DUBLIN - La compagnie aérienne irlandaise à bas coûts Ryanair a annoncé lundi un bénéfice net semestriel en hausse de 20%, à 543,5 millions d'euros, en dépit de l'envolée du prix du carburant et d'un environnement économique difficile en Europe.
Dans un communiqué, Ryanair a expliqué avoir réussi à compenser l'augmentation de ses coûts par l'accroissement continu du nombre de ses clients (+12%) et de ses revenus (+24%) sur son semestre d'activité achevé au 30 septembre.

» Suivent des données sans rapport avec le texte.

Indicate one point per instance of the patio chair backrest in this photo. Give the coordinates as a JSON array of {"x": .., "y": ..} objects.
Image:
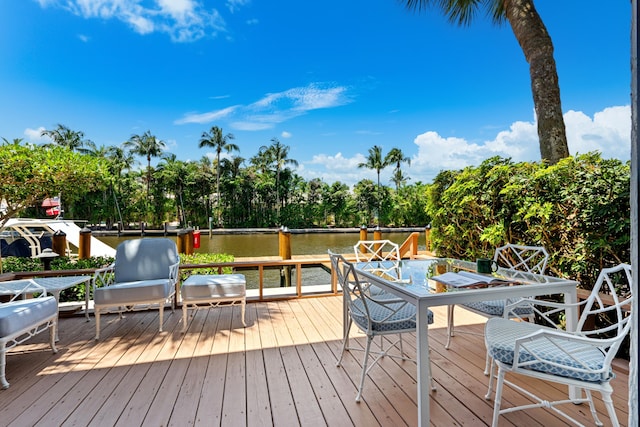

Le groupe a en conséquence revu en hausse de 10% son objectif de bénéfice net annuel, qu'il a porté à 440 millions d'euros, en tenant compte du fait que son second semestre d'activité est traditionnellement défavorable en raison des cycles du secteur aérien.
Tout en se félicitant une nouvelle fois de la "solidité du modèle économique" de Ryanair, le directeur général de la compagnie Michael O'Leary a fait preuve de prudence. Il a notamment anticipé une baisse du trafic en fin d'année, qui s'accompagnera de l'immobilisation volontaire de 80 appareils afin de maintenir les marges.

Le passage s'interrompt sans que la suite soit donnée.